I hate to relocate so soon; we’ve just opened up and have almost depleted our inventory from the last shop. We could have done a good business here, but no sense taking any chances. We’ll just go across the river and change our name again and start fresh. We’ll need to build up some stock though, so we’ll make a quick sweep of the homeless camps on our way. There are a number of them just outside the city limits. They’re always willing to go along with the promise of a few dollars and a home-cooked meal. No time at all and we’ll be open for business again.

And Raymond? Just a couple of reminders. First of all, let’s try to keep customers as customers and not use them as merchandize, okay? Not much profit in that, is there? Secondly, before you skin a person and prepare their hide for the chemical bath, check them thoroughly for any identifying marks and/or tattoos. Those really don’t come out during processing, and someone picking up a wallet or a handbag that reminds them, literally, of their Uncle Phil who’s been missing for a week or so, is not terribly good for business. Alright then? Super. Let’s load up the van. Sun’s almost up. We want to get to the camps before they’re all up getting their breakfast. Hard to cut a few from the herd by then, so to speak…”


  1. That's a sinister little tale that would make Ed Gein proud. The voice you used was interesting and it read briskly. Definitely pushed the reader forward.

    I don't think I'd return that Umbrella. ;)

  2. Thanks much, Ron. Really appreciate the reference to Ed Gein. The darker, the better! Oh, and I might return the umbrella, but I'd definitely slip it through their mail slot. I'd never visit while the store is open!

  3. Thanks so much, MR, for stopping by and commenting. Wicked IS good! Thanks again.

  4. That was a pleasant surprise-- didn't expect it to come out that way. Well done.

    Makes me wonder how the umbrella makers might eventually get caught...

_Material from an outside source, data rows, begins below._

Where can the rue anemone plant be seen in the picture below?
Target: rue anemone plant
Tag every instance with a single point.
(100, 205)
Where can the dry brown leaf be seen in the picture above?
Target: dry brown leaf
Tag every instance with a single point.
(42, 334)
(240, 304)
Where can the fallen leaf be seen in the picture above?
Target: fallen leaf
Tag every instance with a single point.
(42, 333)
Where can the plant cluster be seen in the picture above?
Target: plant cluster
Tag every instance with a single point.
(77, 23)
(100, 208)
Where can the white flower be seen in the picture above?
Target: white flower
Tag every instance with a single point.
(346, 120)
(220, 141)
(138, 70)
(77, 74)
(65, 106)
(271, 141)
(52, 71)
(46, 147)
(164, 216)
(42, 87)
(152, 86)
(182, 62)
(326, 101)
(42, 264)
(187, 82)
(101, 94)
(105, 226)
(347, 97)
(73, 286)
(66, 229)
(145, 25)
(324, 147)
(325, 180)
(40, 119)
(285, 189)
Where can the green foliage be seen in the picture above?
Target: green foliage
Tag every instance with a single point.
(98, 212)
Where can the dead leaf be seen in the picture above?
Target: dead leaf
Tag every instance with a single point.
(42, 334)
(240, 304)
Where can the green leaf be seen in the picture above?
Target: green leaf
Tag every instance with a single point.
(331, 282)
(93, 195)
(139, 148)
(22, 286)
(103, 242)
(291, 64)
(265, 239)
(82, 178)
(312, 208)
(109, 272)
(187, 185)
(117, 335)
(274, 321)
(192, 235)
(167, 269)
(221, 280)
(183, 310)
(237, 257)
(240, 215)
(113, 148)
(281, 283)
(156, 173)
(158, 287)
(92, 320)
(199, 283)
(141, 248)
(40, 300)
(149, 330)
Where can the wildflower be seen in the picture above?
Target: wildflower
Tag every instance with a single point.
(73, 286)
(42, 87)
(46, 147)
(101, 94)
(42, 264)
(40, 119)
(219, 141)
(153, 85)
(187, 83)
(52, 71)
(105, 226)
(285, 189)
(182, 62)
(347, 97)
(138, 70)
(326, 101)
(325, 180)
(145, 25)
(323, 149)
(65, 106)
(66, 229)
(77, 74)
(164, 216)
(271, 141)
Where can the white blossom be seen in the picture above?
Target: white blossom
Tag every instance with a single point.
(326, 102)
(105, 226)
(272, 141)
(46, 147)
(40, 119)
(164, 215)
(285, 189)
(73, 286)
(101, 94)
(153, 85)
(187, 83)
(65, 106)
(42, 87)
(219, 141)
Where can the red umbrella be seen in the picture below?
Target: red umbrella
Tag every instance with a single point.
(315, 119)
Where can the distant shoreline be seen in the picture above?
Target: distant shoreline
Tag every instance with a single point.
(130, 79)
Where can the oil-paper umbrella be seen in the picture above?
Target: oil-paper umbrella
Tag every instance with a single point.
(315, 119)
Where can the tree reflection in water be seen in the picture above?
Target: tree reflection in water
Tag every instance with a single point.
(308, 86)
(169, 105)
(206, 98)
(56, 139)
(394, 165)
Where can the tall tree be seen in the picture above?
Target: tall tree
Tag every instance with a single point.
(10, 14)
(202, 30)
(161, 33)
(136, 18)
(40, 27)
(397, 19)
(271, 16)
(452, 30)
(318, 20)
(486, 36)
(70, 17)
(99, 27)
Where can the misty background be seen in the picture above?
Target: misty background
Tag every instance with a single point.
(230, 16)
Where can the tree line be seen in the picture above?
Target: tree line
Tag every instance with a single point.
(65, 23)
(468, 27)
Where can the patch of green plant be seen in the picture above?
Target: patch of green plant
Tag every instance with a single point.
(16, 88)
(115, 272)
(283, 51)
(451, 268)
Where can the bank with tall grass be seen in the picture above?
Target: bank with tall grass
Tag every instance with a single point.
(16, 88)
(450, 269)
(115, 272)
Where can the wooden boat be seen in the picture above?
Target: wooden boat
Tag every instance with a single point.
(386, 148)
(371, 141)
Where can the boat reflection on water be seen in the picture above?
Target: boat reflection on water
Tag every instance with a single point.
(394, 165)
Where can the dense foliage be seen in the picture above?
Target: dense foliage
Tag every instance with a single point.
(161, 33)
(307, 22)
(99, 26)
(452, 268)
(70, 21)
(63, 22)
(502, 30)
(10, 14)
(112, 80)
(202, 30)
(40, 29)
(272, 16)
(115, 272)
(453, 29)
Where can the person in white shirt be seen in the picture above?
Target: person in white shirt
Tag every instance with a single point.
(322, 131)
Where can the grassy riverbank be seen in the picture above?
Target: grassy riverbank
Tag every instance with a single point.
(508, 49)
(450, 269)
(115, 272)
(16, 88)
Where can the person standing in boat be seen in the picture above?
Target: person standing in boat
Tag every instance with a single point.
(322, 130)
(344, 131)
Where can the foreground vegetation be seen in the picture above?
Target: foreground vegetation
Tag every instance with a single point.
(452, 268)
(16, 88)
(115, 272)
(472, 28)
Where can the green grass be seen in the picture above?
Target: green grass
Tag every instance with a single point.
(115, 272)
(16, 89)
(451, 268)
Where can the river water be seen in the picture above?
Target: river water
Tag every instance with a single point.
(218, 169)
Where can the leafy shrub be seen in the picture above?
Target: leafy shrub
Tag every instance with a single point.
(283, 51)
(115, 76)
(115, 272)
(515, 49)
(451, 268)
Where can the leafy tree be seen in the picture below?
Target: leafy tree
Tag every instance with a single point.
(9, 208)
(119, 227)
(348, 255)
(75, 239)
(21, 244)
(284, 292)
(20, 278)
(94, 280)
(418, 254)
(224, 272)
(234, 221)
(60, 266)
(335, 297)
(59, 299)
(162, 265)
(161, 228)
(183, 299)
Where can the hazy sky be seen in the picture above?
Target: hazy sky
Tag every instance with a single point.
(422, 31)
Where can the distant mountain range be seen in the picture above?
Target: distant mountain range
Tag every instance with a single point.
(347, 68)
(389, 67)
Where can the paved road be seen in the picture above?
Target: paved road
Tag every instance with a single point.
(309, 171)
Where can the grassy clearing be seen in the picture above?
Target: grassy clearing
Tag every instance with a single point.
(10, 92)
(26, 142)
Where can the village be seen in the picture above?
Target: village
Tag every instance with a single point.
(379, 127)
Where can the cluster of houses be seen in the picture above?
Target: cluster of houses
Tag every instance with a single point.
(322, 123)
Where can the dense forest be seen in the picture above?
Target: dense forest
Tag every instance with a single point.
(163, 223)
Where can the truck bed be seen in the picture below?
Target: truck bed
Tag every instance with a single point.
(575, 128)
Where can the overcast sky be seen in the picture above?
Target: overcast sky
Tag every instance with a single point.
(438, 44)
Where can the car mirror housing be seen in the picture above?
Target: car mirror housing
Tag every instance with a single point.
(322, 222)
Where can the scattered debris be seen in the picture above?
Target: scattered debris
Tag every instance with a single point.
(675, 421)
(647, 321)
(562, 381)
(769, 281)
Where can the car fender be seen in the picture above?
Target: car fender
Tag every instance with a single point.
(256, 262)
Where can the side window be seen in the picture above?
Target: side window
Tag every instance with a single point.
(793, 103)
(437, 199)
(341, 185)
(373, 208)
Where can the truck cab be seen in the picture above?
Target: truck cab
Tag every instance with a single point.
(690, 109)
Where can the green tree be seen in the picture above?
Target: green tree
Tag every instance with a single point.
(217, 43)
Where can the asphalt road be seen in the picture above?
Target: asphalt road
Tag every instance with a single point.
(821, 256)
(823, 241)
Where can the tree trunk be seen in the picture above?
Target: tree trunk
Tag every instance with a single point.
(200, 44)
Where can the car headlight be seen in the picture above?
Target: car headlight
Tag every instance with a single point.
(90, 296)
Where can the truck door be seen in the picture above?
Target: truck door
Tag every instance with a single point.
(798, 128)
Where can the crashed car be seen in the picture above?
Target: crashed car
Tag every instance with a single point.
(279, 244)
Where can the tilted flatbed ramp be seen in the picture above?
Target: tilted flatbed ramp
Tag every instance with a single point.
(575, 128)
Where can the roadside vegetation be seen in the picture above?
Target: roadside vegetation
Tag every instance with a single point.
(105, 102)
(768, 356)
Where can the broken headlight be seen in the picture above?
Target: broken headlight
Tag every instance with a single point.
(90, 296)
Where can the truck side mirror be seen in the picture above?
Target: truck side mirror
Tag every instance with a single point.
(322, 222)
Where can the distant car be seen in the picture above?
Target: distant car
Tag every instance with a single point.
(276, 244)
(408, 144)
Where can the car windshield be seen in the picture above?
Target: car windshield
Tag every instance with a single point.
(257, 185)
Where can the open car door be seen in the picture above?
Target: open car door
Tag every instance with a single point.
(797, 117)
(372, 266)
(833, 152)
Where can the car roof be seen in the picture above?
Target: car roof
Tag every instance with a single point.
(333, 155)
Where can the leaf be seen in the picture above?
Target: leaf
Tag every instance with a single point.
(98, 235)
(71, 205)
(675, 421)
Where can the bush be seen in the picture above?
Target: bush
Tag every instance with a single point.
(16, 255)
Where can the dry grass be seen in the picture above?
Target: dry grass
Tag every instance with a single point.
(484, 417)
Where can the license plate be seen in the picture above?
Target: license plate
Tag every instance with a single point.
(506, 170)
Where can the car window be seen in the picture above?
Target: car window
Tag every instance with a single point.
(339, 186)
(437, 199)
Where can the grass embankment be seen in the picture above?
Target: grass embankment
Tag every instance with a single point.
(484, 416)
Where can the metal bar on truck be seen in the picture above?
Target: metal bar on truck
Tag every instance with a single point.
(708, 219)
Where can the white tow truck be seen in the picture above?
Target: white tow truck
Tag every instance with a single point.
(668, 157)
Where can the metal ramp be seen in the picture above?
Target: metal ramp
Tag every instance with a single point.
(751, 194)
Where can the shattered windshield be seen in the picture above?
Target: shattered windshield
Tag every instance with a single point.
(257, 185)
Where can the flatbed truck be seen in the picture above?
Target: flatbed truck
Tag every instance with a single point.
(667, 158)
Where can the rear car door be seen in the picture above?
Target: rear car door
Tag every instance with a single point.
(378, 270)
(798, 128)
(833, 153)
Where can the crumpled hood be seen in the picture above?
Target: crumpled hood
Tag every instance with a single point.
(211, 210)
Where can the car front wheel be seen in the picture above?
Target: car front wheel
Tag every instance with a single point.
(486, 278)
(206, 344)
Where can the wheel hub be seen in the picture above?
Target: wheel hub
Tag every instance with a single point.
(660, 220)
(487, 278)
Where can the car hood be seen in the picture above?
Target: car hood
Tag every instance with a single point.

  5. Thanks, Clair. That would explain why the umbrella was actually comforting. How they might get caught? Hmmm....

  6. Great choice of narrative voice Joyce, it undercuts the sinister aspects of the story superbly. You build this up so simply and easily and hook the reader in.

  7. Thanks, Richard. I've really been experimenting with the narrative thing. I love telling stories that way--seems to make them a bit colder that way. Glad you enjoyed it. Thanks for stopping by and commenting. I appreciate your input, as always.

  8. Hi Joyce, Just checking out your blog for the first time. Very impressive! Found out about it / you over at A Twist Of Noir. Very much looking forward to reading you stories and learning from you.

  9. Hi Sean, Thanks very much for your comments. I signed on to follow your blog. I have several topics in the works (the next one will be aimed at one aspect of horror writing). My stories can be found on a regular basis at the new Flash Fiction Friday site. Love the way it began and where it's going. Some fantastic prompts and amazing contributions by extremely talented writers. Love ATON and very proud to have had some stories published there. Right now, just enjoying the stories from their challenge. BEYOND AMAZING. Thanks again for your comments and support.